Viele Menschen haben Angst, im Alter auf Pflege angewiesen zu sein…

Sahra Wagenknecht: Natürlich fürchtet jeder Mensch, nicht mehr selbständig leben zu können. Noch schlimmer aber ist, fürchten zu müssen, notwendige Unterstützung in dieser Zeit nicht erhalten oder nicht bezahlen zu können. Pflege kann jede und jeden doch sehr schnell betreffen, auch als Angehörige. Und die Unsicherheit der Menschen wächst mit jeder Reform. Sie brauchen nicht noch mehr Gesetze und Verordnungen, die sowieso keiner mehr versteht. Sie brauchen gute Pflegeangebote sowie motivierte, gut ausgebildete und gut bezahlte Pflegekräfte. Stattdessen erleben die Menschen, dass Pflegekräfte den Beruf verlassen und vieles schlechter, vor allem auch teurer wird.

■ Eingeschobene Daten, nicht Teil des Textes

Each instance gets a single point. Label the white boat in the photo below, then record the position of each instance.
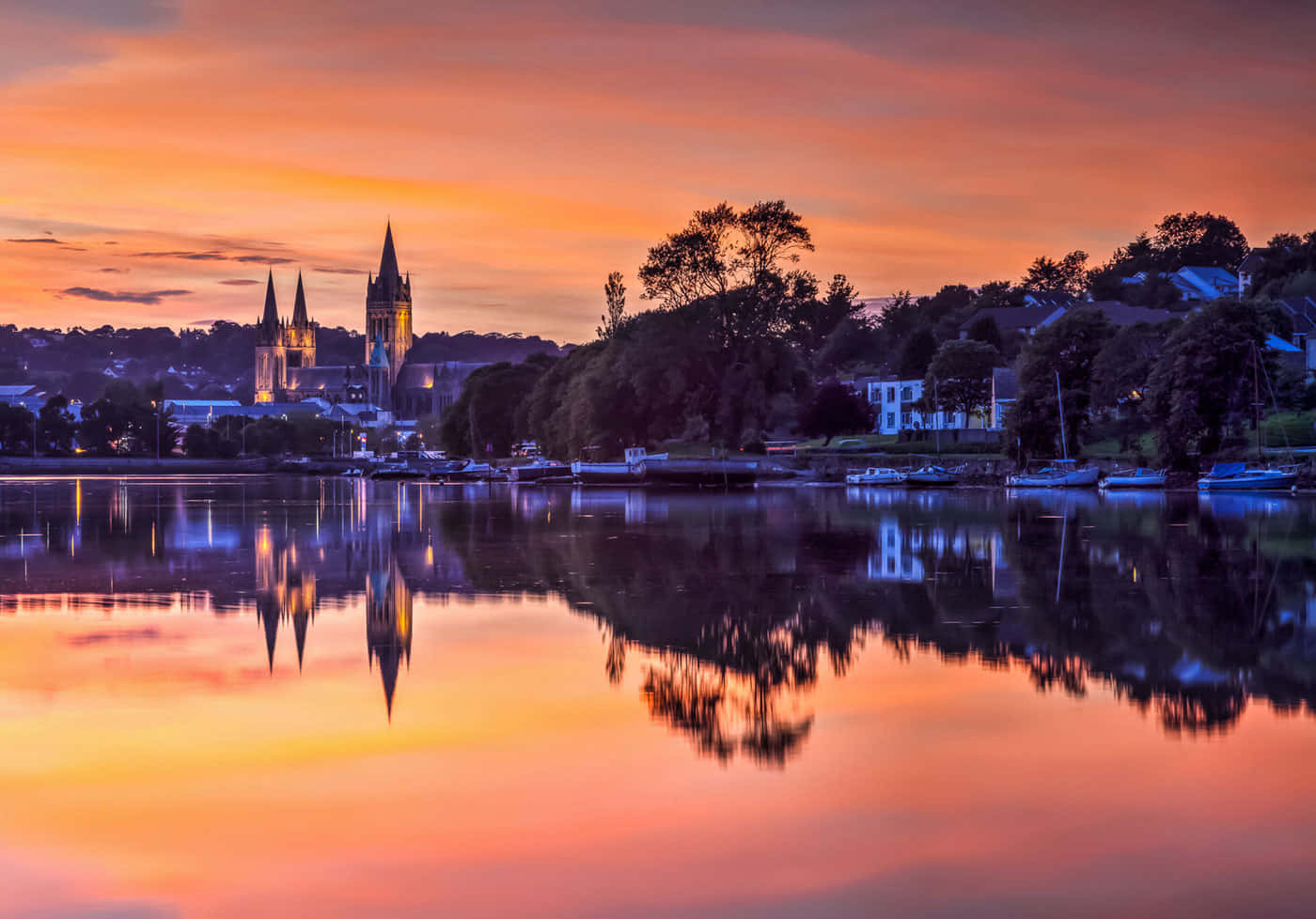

Pia Zimmermann: Ja, das stimmt, die Kosten für die Pflege steigen dramatisch. Das liegt auch an den sogenannten Pflegestärkungsgesetzen aus den vergangenen Jahren. Vor allem die Eigenanteile für Menschen in Pflegeheimen steigen drastisch. Bis zu 700 Euro müssen die Leute im Monat mehr an Heimkosten bezahlen. DIE LINKE hat dagegen einen Antrag (PDF) in den Bundestag eingebracht, in dem eine Deckelung der Eigenanteile gefordert wird. Das wäre ein erster Schritt in die Pflegevollversicherung, die wir als einzige Fraktion anstreben. Alle pflegebedingten Leistungen sollen von der Pflegeversicherung bezahlt werden, weil gute Pflege nicht vom Geldbeutel abhängig sein darf. Familien mit Pflegebedarf dürfen nicht gegen Pflegekräfte ausgespielt werden, indem behauptet wird, wegen tariflicher Bezahlung der Pflegekräfte müssten die Heimkosten steigen. Zu unserem Antrag wird es am 04. Juni eine öffentliche Anhörung im Gesundheitsausschuss geben. Das ermutigt hoffentlich zu weiteren Aktionen – auch über den Tag der Pflege hinaus.